Diverting trains of thought, wasting precious time

Wed, 21 Sep 2016

Project suggestion: run-time type information in the FreeBSD kernel

It's past time I wrote up some Part II project suggestions. This post is about a new one. See also one from last year about a debuggable implementation of OCaml, also my suggestions from 2014, another from 2014 and other standing suggestions.

My liballocs project is a library and toolchain extension that allows tracking of run-time allocation types in large C programs, precisely and efficiently.
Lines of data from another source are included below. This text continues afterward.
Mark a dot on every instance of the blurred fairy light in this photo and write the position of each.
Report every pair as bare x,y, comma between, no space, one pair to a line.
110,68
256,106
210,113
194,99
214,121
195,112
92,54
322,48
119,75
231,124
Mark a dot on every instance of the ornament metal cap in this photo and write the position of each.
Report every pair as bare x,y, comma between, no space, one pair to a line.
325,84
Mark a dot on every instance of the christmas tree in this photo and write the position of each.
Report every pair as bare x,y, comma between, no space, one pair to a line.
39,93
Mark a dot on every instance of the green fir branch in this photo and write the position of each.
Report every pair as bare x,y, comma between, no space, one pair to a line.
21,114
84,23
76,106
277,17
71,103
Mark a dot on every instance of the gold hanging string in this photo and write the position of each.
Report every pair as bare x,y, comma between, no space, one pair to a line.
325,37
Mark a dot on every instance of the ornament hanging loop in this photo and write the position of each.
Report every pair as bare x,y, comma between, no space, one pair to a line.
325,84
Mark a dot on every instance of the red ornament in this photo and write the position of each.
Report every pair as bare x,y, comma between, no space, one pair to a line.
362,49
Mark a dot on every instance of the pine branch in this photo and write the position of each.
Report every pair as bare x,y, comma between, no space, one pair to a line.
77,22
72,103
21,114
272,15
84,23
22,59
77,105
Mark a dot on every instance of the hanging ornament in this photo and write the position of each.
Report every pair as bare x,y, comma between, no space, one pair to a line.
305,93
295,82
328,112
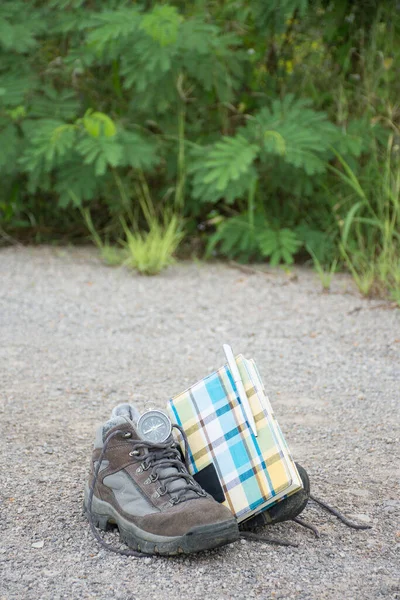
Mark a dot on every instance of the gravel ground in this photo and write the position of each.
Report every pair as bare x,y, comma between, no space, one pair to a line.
78,337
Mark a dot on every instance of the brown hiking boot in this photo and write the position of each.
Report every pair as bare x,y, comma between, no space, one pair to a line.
144,488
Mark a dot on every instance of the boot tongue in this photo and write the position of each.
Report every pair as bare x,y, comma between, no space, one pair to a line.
172,485
127,413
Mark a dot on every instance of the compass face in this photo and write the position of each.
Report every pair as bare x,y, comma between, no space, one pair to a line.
154,426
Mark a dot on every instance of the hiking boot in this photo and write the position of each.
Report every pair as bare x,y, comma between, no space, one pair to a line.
144,489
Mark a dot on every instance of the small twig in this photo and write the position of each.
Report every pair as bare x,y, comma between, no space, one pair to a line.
307,526
247,269
254,537
339,515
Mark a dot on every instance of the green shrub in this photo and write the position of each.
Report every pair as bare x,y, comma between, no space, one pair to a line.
233,114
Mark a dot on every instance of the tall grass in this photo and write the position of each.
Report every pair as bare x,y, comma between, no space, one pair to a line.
370,230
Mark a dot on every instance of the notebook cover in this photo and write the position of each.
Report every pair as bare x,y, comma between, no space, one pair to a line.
254,472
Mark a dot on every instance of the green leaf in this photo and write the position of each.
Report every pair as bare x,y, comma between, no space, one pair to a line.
76,182
138,151
97,123
100,152
226,162
49,141
291,130
162,24
280,245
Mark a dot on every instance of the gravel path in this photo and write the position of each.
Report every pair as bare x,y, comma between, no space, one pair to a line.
78,337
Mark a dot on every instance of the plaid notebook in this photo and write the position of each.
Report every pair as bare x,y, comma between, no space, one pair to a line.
253,472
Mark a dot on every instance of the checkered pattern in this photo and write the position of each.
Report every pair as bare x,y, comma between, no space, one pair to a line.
254,472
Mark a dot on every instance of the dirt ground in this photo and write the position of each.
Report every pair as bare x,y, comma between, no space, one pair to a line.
78,337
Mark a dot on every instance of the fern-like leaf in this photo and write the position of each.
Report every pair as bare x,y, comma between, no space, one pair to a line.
292,130
227,162
100,152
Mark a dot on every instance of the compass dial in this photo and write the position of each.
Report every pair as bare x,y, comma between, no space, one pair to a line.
154,426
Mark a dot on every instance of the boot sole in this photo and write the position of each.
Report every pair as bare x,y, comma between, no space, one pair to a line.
197,539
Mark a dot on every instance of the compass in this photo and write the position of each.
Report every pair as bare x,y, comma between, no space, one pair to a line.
154,426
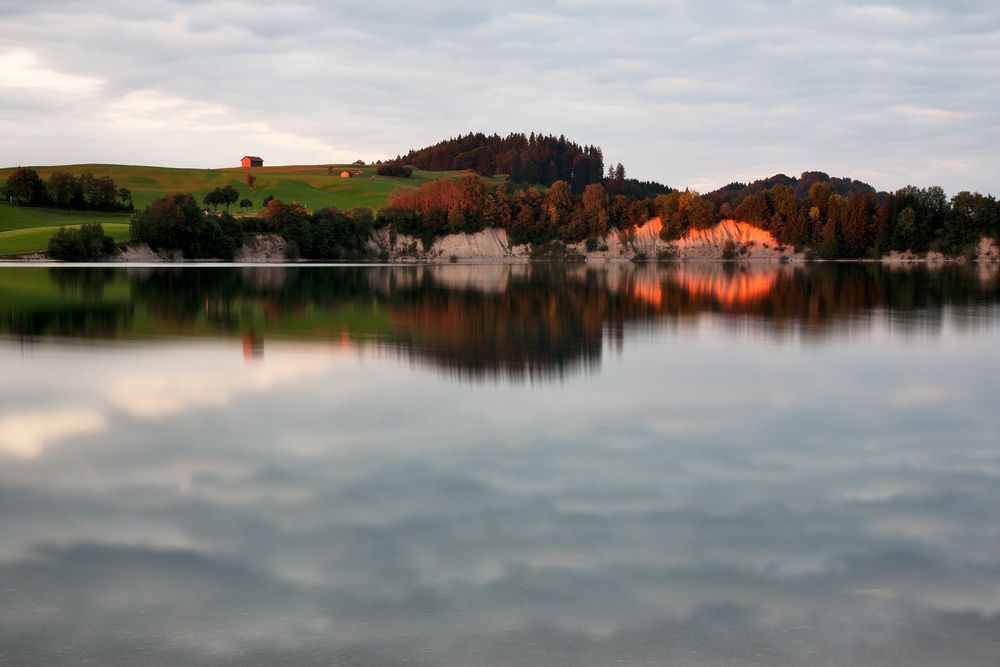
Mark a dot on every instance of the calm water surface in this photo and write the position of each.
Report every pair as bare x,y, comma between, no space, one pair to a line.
675,465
On top of this, the libcrunch system uses this information to do run-time type checking, such as checking that a pointer cast matches the type of the actual pointed-to object. The idea is to make C coding a lot more easily debuggable, by providing clean failure messages at run time, rather like ClassCastException or ArrayIndexOutOfBoundsException in Java. There are various other applications in debugging and program comprehension, since liballocs effectively adds an oracle capable of answering the question “what is on the end of this pointer?”.

Both of these systems have been developed for user-space code but could usefully be applied in the kernel. The toolchain extensions, which gather type information from binaries and analyse allocation sites in C source code, should work with kernel code mostly unchanged. However, the liballocs runtime is written against user-level interfaces and cannot be used as-is.

There are two obvious approaches to creating a liballocs runtime suitable for the kernel.

One is simply to modify the existing liballocs runtime to support kernel-side interfaces. This should yield a liballocs.a library that can be linked into the kernel, adding code to observe the kernel's allocations and maintain type metadata on them as it executes. The main differences will be how the runtime allocates memory, and how it locates and loads type information. Likely, the latter will be trivial (the type information can simply be linked in to the kernel), except perhaps for loadable modules (they must be created with care, so that they contain any additional type information). The former is more complex, since the current runtime makes extensive use of Linux's unreserved virtual memory (via MAP_NORESERVE) which is not available as such in the FreeBSD kernel, although equivalent alternatives are likely possible with some hacking.

The other option is to use DTrace to write a non-invasive “monitor” process, started early during boot, that captures equivalent information to the liballocs runtime. One could then implement a client library which mimics the liballocs API and supports the same kinds of query. This approach is likely simpler to get started, and allows for a completely external, non-invasive client that can be used without recompiling the kernel. However, it is less reliable because it is likely to miss certain kernel allocation events, such as those happening early during kernel initialisation, or those that DTrace drops because of buffer contention. These will lead to incomplete type information. It is also unlikely to be able to answer queries coming from the kernel itself, so is useful for debugging and comprehension tasks (queried by a user-space program) but not for run-time type checking.

Both versions will require careful understanding of the FreeBSD kernel's allocation routines, for which some familiarisation time must be allowed. The DTrace option would be a good vehicle for exploring this, after which an executive decision could be made about whether to switch to the full in-kernel option.